[Date Prev][Date Next][Thread Prev][Thread Next][Date Index][Thread Index]
Re: From wchar_t to char32_t
From: |
Bruno Haible |
Subject: |
Re: From wchar_t to char32_t |
Date: |
Thu, 06 Jul 2023 20:34:56 +0200 |
Paul Eggert wrote:
> I still see a couple of problems with it. First, it mishandles the case
> where mbrtoc32 returns 0, which ISO C allows.
I thought that we could assume that no locale encoding maps a multibyte
sequence other than "\0" to (char32_t) 0. But OK, if you don't want to
assume that, it's easy to not assume it.
> Second and more interestingly, its "fwrite (tp0, 1, bytes, out);" could
> output a byte string that represents multiple characters where the first
> character fits in the output column width but the remaining characters
> do not, and this would exceed the output column width.
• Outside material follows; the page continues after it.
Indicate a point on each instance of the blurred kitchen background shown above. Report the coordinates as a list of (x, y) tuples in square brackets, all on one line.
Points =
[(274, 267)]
This is a hypothetical scenario, because in most cases, the several
Unicode characters that come out of a multibyte sequence consist of a
base character (of width > 0) and one or more non-spacing marks
(of width == 0). But OK, let's make the minimum possible number of
assumptions...
> I suppose one could fix the second problem by not outputting such a byte
> string, just as the code already suppresses the output of a byte string
> representing a single character that occupies multiple columns
> straddling the column border. That is, count all the columns of all the
> characters that the byte string represents, before deciding whether to
> output the byte string.
Indeed, this is the solution that makes no assumptions. Find a patch that
does it.
I had expected that the replacement mbrtowc -> mbrtoc32 would be purely
mechanical; I'm surprised that it requires application-specific considerations
here.
Also find attached a unit test. Just to verify that my change and future changes
make no gross mistake.
Bruno
0001-tests-Add-a-side-by-side-output-test.patch
Description: Text Data
0002-diff-Improve-handling-of-mbrtoc32-result.patch
Description: Text Data
- Re: From wchar_t to char32_t, (continued)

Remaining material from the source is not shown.